SOFTWARE Riss-util Module ¶

Contents

SOFTWARE Riss-util Module

The riss_util module contains a variety of small programs and scripts developed by RISS staff to perform various bioinformatics tasks. The module is available on the lab cluster, Itasca, and Mesabi. To load the module run:

$ module load riss_util

Most of the scripts are written in perl. After loading the module you can view the source code for the scripts at /soft/riss_util/1.0/bin/. If neccessary you can copy a script to your home directory and modify it to suite your needs.

profile.pl ¶

NAME

profile.pl - profile the cpu and memory usage of the computer

SYNOPSIS

profile.pl [-s seconds] [-h] [-i] [-b bins] [-o logfile]

DESCRIPTION

This script collects total memory and cpu usage information for the computer/node it is running on, and when the script is killed it prints ASCII plots to standard output summarizing memory and cpu usage across time.

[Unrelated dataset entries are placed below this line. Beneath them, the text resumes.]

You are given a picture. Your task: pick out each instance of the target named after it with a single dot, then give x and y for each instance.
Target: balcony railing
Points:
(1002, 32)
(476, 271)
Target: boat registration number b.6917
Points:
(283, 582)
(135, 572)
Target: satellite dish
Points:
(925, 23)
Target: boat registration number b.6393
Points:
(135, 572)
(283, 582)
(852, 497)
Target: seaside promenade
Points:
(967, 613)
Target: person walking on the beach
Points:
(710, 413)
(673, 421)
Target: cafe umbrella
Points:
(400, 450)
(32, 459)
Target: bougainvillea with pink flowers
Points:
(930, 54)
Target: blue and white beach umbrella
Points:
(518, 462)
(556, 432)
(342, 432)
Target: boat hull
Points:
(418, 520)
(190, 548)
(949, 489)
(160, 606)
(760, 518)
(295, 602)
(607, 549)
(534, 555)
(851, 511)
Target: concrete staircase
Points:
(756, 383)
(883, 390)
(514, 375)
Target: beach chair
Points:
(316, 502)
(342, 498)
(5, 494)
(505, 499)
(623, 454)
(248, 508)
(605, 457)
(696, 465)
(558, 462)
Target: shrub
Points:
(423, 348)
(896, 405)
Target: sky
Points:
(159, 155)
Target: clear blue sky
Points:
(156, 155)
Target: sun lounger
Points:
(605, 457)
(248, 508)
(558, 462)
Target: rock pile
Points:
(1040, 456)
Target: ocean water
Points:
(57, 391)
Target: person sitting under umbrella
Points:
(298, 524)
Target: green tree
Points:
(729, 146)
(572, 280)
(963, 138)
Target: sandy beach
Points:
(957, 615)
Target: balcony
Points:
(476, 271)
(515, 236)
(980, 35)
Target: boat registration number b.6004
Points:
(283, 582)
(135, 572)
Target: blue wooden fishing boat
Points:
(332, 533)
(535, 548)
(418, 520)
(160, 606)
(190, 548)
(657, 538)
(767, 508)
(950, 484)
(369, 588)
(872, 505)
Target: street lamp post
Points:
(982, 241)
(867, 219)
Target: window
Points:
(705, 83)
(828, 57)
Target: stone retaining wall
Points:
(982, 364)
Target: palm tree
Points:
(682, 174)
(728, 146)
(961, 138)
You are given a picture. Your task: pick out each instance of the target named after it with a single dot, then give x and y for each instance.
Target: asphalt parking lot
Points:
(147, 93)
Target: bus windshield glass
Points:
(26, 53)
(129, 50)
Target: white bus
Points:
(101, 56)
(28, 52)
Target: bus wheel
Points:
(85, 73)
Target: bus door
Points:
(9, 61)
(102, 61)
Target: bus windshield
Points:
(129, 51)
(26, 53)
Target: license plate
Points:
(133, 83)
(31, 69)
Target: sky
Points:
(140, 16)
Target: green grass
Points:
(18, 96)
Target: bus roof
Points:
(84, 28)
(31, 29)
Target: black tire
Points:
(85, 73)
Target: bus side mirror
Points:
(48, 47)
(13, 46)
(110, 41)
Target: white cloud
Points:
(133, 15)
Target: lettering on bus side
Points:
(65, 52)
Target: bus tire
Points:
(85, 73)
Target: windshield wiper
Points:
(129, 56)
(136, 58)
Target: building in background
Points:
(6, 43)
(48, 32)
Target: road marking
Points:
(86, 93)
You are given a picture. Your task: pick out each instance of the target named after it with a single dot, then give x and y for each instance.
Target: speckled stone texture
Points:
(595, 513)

After the plots is a list showing the most active process in each bin in the plots.

Options:

`-s seconds`	The number of seconds between polling cpu and memory usage
`-b bins`	The number of bins in the summary histograms
`-i`	Interactive mode: print update to screen after every poll
`-h`	Display usage information
`-o file`	Print output to file instead of STDOUT

EXAMPLE

Start profile.pl at the beginning of your pbs script (after loading the riss_util module) and put it in the background using “&”. Check the standard output file (jobname.oXXXXX) for the results:

$ profile.pl &

profiles.pl ¶

NAME

profiles.pl - Run profile.pl on all nodes allocated to a job

SYNOPSIS

profiles.pl [-s seconds] [-h] [-i] [-b bins]

DESCRIPTION

Generates memory and cpu usage information for multiple nodes. One nodeXXXX.log file is created for each node allocated to the current job.

Options:

`-s seconds`	The number of seconds between polling cpu and memory usage
`-b bins`	The number of bins in the summary histograms
`-h`	Display usage information

EXAMPLE

Start profiles.pl at the beginning of your pbs script (after loading the riss_util module) and put it in the background using “&”:

$ profiles.pl &

multi-profile.pl ¶

NAME

multi-profile.pl - profile the cpu and memory usage of a multi-node job

SYNOPSIS

multi-profile.pl [-s seconds] [-h] [-i] [-b bins] [-o logfile]

DESCRIPTION

Generates one plot summarizing memory and cpu usage across all nodes in a multi-node job

Options:

`-s seconds`	The number of seconds between polling cpu and memory usage
`-b bins`	The number of bins in the summary histograms
`-i`	Interactive mode: print update to screen after every poll
`-h`	Display usage information
`-o file`	Print output to file instead of STDOUT

EXAMPLE Start multi-profile.pl at the beginning of your pbs script (after loading the riss_util module) and put it in the background using “&”. View the profile.png image after the job finishes. The plots use boxplots to show the distribution of memory and cpu usage across all nodes at each timepoint bin. The top plot shows CPU load percentage, which is the number of threads running or ready to run, divided by the number of cores (thus the load can be higher than 100%):

$ multi-profile.pl &

cleanup ¶

NAME

cleanup - delete all but the most recent pbs.e and pbs.o output files

SYNOPSIS

cleanup [-d]

DESCRIPTION

Submitting the same pbs script to a queue multiple times results in many different standard error and standard out files. This script will delete all of the old files for you, leaving the most recent pair of files. This script finds all files ending in .pbs.e00000 and .pbs.o0000 and removes all but the most recent (as determined by the job number, not the file modification dates) .e and .o file for each .pbs file. Run without any options the script lists which files should be deleted and which should be kept. Run with the -d option the script will actually delete files.

Options:

`-d`	Delete old .e and .o files

fastqqualityplot.pl ¶

NAME

fastqqualityplot.pl - Generate per-base quality plot for multiple fastq files

SYNOPSIS

fastqqualityplot.pl -f /fastq/folder [-m mappingfile]

DESCRIPTION

Generate per-base quality plot for multiple fastq files

-f folder A folder containing fastq files to process

-m file Full path to a mapping file

-o file Name of the output image file (fastqqualityplot.png)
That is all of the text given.